[llvm] [AArch64][SME] Fix ADDVL addressing to scavenged stackslot. (PR #109674)

Mon Sep 23 08:16:12 PDT 2024

llvmbot wrote:




@llvm/pr-subscribers-backend-aarch64

Author: Sander de Smalen (sdesmalen-arm)

<details>
<summary>Changes</summary>

In https://reviews.llvm.org/D159196 we avoided stackslot scavenging
when there was no FP available.
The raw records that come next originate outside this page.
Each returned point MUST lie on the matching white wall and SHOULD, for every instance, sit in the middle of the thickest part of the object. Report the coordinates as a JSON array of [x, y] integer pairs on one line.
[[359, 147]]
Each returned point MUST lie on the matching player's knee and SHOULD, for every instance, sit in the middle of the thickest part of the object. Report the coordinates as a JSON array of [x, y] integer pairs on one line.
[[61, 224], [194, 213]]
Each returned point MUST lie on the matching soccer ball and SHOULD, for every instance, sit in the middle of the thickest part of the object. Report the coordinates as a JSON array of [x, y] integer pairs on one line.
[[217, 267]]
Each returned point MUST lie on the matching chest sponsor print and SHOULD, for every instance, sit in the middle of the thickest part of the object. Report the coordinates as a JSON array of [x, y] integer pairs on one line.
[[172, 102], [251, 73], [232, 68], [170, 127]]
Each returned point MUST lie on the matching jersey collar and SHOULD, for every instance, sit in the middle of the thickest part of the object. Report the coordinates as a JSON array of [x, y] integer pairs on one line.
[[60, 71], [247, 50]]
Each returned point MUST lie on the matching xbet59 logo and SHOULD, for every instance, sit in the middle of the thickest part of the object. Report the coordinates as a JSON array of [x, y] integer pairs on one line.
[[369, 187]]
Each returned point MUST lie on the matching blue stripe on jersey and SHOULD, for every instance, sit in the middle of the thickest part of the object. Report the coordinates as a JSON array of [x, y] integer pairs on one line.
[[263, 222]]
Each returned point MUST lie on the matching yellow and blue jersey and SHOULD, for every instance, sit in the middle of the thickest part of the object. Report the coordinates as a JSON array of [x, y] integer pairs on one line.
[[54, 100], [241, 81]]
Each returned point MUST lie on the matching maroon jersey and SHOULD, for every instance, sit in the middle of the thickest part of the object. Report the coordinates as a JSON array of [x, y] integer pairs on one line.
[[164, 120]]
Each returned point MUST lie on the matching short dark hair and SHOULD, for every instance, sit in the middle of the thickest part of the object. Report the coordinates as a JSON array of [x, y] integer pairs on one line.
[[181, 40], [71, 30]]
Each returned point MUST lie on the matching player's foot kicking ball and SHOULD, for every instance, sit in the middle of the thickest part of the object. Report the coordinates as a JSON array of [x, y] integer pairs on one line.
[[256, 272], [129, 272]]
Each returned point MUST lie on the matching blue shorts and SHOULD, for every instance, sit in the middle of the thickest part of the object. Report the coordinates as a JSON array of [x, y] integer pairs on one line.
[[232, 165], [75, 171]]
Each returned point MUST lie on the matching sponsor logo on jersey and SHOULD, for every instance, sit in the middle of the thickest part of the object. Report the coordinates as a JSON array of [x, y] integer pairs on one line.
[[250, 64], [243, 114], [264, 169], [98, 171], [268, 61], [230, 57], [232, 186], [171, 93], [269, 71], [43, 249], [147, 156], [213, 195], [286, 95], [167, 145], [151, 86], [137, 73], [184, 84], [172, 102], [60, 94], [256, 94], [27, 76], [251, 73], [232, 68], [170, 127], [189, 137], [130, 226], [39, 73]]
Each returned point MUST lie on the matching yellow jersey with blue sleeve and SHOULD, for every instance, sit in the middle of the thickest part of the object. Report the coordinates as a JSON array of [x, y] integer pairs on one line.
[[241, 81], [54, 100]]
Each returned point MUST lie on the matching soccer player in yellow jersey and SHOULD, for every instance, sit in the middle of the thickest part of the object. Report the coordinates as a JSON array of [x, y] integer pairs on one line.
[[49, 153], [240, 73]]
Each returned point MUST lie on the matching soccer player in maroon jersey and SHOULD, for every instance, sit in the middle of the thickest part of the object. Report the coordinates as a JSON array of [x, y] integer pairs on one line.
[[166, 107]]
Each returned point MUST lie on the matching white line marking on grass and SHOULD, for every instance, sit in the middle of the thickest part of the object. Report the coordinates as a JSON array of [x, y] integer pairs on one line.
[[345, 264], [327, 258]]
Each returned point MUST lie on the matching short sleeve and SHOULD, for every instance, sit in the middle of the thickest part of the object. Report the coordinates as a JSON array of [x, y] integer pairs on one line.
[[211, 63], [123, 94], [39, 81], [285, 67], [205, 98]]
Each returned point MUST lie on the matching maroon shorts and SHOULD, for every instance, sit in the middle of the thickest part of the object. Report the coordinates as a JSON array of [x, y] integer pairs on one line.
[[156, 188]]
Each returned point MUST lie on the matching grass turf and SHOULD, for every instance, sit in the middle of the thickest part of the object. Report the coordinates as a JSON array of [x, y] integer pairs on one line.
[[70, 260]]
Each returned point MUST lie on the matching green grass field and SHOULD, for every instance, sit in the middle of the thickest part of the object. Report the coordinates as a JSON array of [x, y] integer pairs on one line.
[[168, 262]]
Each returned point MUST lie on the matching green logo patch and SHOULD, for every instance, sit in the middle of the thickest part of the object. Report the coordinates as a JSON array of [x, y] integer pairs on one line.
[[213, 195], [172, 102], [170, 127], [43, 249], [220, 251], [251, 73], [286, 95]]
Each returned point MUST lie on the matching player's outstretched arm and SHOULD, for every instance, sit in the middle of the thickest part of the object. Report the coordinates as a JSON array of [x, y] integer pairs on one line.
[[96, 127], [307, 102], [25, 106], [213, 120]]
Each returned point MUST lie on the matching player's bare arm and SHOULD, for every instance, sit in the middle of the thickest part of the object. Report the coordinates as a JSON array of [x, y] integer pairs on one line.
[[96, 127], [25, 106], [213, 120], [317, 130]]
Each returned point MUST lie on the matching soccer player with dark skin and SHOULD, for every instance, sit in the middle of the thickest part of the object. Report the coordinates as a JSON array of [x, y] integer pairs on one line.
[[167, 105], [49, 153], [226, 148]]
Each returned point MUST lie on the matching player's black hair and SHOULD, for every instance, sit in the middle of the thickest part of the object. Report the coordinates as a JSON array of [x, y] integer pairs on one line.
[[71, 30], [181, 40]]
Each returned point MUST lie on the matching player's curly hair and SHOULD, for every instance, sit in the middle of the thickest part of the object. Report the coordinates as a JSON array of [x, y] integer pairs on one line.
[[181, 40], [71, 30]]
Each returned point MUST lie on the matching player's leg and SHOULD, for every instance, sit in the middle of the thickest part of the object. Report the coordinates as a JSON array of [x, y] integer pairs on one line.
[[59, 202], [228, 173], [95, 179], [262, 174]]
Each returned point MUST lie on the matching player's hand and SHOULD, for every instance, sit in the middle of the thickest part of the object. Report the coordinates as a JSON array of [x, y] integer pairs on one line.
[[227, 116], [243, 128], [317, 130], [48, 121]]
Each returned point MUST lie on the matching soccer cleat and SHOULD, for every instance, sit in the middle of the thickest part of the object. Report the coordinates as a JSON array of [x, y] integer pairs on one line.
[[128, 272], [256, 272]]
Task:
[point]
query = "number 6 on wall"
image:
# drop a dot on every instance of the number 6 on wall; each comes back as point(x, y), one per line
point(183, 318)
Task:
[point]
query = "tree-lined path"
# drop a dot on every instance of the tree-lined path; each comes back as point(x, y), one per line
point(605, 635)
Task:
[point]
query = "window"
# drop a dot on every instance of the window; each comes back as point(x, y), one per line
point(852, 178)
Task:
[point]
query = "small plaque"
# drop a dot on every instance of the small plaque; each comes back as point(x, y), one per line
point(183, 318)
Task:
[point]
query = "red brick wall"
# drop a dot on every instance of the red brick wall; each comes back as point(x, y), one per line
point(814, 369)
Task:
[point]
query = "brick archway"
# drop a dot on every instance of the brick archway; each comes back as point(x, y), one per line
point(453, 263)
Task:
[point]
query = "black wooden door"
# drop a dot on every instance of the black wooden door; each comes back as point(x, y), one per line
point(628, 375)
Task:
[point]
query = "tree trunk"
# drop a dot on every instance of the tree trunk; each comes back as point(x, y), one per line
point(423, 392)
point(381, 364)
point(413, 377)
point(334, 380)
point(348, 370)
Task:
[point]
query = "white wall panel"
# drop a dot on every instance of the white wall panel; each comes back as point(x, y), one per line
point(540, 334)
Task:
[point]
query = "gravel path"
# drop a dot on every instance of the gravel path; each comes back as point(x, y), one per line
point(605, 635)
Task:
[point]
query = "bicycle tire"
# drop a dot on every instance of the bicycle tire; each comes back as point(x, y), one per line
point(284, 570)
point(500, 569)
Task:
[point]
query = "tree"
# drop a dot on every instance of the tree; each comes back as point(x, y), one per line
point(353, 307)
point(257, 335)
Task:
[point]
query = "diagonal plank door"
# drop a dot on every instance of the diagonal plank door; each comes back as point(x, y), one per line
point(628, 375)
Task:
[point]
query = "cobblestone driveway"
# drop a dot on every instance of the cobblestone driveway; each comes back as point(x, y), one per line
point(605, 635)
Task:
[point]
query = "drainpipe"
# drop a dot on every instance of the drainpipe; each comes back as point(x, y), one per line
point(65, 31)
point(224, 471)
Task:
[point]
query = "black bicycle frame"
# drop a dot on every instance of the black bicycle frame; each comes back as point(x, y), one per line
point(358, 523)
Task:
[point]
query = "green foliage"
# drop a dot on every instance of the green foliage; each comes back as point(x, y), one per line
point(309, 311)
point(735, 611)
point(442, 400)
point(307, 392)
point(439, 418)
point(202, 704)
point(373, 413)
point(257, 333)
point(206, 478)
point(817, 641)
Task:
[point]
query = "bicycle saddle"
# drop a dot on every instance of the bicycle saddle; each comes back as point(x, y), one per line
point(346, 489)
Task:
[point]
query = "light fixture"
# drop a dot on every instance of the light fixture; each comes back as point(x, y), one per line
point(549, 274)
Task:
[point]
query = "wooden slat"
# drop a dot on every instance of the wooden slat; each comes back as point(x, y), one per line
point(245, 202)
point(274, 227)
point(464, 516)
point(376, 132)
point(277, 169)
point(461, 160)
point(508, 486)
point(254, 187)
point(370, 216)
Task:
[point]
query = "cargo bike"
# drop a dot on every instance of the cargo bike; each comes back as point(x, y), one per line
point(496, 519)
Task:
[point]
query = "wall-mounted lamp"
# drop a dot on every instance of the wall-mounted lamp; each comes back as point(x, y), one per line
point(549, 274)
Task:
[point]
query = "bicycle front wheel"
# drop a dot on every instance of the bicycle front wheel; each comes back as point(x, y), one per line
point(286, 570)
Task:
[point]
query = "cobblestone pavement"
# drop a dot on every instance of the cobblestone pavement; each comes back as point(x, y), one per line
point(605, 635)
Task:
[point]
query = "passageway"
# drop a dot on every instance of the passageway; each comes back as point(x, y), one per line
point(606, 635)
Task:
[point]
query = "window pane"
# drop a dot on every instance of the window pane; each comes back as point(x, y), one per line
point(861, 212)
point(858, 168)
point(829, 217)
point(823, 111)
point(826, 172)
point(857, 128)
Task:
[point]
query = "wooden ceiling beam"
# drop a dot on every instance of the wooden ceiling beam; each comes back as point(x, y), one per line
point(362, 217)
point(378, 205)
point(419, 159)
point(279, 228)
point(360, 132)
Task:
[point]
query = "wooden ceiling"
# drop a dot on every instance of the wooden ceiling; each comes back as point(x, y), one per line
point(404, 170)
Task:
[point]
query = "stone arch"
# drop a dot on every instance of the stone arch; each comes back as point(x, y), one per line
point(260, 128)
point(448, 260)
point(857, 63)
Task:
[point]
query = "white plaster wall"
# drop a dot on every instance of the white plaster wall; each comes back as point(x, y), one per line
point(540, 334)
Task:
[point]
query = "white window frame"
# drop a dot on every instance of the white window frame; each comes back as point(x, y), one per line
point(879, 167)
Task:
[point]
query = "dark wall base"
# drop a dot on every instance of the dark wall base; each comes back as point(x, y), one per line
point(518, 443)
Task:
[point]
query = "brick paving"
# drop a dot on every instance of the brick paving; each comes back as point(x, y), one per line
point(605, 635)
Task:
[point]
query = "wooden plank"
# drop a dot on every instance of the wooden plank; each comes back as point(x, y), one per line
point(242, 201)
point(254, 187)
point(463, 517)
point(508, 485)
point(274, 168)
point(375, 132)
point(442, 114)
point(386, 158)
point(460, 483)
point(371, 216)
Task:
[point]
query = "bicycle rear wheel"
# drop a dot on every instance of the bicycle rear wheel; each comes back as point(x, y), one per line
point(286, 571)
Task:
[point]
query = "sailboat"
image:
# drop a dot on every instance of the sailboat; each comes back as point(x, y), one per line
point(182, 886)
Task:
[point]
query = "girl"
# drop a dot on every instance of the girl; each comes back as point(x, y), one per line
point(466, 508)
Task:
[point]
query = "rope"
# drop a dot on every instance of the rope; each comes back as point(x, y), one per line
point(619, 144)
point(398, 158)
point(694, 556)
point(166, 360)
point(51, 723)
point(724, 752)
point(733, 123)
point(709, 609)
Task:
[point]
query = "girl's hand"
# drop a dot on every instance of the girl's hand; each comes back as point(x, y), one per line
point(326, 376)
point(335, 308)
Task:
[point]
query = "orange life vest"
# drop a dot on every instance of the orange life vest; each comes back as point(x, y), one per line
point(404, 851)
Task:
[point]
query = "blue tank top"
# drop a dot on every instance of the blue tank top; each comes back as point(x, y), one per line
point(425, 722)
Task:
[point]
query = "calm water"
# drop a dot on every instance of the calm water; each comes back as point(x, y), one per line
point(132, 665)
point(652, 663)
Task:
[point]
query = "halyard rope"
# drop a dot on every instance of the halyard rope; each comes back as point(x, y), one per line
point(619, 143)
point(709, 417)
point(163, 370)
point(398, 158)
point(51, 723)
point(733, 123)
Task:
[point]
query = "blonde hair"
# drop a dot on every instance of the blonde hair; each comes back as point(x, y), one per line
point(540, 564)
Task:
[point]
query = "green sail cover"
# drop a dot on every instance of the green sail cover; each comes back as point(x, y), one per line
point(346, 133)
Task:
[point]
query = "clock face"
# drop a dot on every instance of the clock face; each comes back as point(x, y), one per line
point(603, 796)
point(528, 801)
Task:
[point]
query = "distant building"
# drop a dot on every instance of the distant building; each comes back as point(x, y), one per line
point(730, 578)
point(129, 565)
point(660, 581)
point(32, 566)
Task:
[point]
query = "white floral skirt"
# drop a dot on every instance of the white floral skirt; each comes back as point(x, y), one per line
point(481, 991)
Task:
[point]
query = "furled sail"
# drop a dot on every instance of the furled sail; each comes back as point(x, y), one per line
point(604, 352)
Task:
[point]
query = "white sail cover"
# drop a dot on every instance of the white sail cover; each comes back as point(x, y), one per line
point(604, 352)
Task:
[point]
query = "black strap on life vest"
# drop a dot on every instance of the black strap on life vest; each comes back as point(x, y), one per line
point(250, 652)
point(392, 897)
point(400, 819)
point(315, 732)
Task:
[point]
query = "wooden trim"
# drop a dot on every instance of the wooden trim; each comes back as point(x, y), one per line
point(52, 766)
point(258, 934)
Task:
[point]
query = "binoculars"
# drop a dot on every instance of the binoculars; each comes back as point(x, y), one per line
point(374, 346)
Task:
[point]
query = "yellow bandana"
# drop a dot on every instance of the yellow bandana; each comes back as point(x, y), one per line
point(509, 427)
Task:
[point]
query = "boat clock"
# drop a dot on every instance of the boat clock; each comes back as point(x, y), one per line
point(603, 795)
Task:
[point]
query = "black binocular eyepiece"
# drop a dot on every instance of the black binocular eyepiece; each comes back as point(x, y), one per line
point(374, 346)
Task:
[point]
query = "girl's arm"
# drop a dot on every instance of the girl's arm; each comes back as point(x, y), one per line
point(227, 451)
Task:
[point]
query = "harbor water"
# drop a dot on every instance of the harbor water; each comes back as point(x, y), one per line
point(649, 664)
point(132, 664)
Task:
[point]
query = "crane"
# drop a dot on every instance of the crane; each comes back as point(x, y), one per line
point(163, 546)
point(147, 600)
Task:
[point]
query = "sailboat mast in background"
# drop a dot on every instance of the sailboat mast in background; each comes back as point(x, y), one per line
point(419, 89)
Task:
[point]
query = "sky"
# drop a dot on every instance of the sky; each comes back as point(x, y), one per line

But in the case where FP is available
we need to actually prefer using the FP over the BP.

This change affects more than just SME, but it should be a general
improvement, since any slot above the (address pointed to by) FP
is always closer to FP than BP, so it makes sense to always favour
using the FP to address it when the FP is available.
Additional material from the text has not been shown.